Le rapport du GIEC en 2019 sur le sol rappelait ses effets sur le climat et annonçait que d’ici 30 ans, 143 millions (réévalué à 216 millions en 2021) de personnes pourraient être contraintes de migrer à travers le monde à cause de l’état de leur sol. Il faut donc arriver à gérer les sols de façon à ce que les gens puissent continuer à vivre chez eux. Roosevelt disait qu’un peuple qui ne s’occupait pas de ces sols ne s’occupait pas de son testament. C’est très vrai mais ô combien ignoré par nos politiques.

 

Pouvez-vous nous parler de l’exposition « l’Odyssée sensorielle » ?  

C’est une exposition immersive du muséum qui se tient jusqu’en juillet pour découvrir 8 milieux naturels dans les airs, en mer, dans les profondeurs du sol. Je suis le commissaire de l’une d’entre elles, celle sur le sol. C’est une plongée dans des écosystèmes complètement dépaysants : vous pouvez vivre quelques minutes au sommet d’un arbre d’une forêt tropicale, passer un superbe moment sur la banquise, vous enterrez sous le sol pour voir grouiller les microbes. Il n’y a pas d’explications, juste des images, du son et des odeurs. C’est dans la salle finale, pensée comme un retour d’expédition, que vous pourrez trouver des éléments de compréhension.

 

Quelles recherches menez vous actuellement ? 

Une partie de mon équipe s’intéresse à regarder les microbes à l’intérieur des feuilles et des tiges des plantes que l’on a dans des herbiers à Paris. On parle de centaines de milliers d’espèces de bactéries et champignons dans une seule feuille. On essaie de regarder comment l’invention de l’agriculture moderne à changer l’écosystème, en favorisant ou défavorisant les espèces. C’est un voyage immobile à travers d’autres siècles. Toutes ces feuilles ont conversé les microbes des siècles précédents. Les herbiers sont des outils de recherches et les mémoires du passé.
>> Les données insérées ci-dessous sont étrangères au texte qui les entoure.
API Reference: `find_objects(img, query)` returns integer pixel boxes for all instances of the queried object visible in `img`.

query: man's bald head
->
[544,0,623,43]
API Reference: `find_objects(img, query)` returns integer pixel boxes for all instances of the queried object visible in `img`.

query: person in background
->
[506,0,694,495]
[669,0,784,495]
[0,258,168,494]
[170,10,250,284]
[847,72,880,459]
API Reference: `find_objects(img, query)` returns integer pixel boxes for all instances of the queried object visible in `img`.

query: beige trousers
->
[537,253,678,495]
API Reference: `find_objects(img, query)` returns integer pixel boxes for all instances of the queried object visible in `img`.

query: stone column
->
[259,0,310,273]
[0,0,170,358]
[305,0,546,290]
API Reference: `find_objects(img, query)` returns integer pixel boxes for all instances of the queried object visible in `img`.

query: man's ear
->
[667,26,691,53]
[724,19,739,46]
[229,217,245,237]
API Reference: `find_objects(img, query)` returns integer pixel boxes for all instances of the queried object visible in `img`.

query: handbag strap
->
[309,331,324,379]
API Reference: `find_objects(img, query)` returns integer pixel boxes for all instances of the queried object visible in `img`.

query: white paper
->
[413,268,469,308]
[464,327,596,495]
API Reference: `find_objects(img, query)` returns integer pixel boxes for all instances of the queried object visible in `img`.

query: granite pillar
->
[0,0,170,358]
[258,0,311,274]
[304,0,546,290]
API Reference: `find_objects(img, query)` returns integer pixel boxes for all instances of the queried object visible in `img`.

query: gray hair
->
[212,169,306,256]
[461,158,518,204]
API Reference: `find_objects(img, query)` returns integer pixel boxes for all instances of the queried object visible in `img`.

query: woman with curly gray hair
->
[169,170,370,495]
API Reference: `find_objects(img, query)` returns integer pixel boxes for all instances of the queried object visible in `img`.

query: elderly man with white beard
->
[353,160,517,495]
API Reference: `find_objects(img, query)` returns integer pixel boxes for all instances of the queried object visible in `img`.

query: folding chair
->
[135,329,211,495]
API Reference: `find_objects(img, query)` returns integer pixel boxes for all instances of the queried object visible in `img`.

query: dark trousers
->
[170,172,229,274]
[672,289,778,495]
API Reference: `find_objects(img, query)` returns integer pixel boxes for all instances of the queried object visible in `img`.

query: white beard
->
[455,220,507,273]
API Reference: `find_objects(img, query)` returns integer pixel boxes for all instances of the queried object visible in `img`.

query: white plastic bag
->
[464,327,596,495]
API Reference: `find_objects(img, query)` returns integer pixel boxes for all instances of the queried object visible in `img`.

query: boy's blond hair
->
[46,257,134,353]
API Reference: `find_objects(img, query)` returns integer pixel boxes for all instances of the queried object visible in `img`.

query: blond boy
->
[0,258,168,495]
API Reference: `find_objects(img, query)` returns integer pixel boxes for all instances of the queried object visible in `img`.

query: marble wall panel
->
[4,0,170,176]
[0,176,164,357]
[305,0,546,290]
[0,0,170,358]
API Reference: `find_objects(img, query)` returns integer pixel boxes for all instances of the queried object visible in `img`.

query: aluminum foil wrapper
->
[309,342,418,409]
Je pars en Arabie Saoudite, à Al-Ula pour aller étudier la diversité des microbes dans les sols d’une oasis au milieu d’un désert. Cela n’a pas été encore été très étudié car ce n’est ni très riche ni attrayant. Je me sens un peu comme les premiers botaniques européens qui mettent les pieds en Amérique.

 

Et si vous nous parliez de vos futurs désirables ? Quels sont-ils ?

Dans mon futur désirable les gens ont retrouvé la capacité de faire des choix en toute connaissance. Ils ont retrouvé un lien élémentaire à la nature en générale, cela passe par de la physique, un peu de chimie, beaucoup de biologie et de géologie. Ils sont en capacité d’analyser et de douter, sans forcément douter de tout mais en arrivant à tirer des conclusions positives. Par conséquent ils ont une capacité de choix : ils peuvent choisir les médicaments qu’ils prennent ou non, choisir leurs aliments en suivant les labels auxquels ils sont sensibilisés.

Dans un futur désirable on retrouve un lien à la nature, une autonomie alimentaire un approvisionnement local et l’on pense à la durabilité des systèmes que l’on exploite. Je serais pour un retour à une frugalité plus grande. Je ne suis pas pour une forme de décroissance mais il faudrait apprendre à ne plus jeter 30% de notre production agricole. Et à jouir plus de la nature, en la réintroduisant en ville notamment comme un auxiliaire d’aménagement et de bien-être.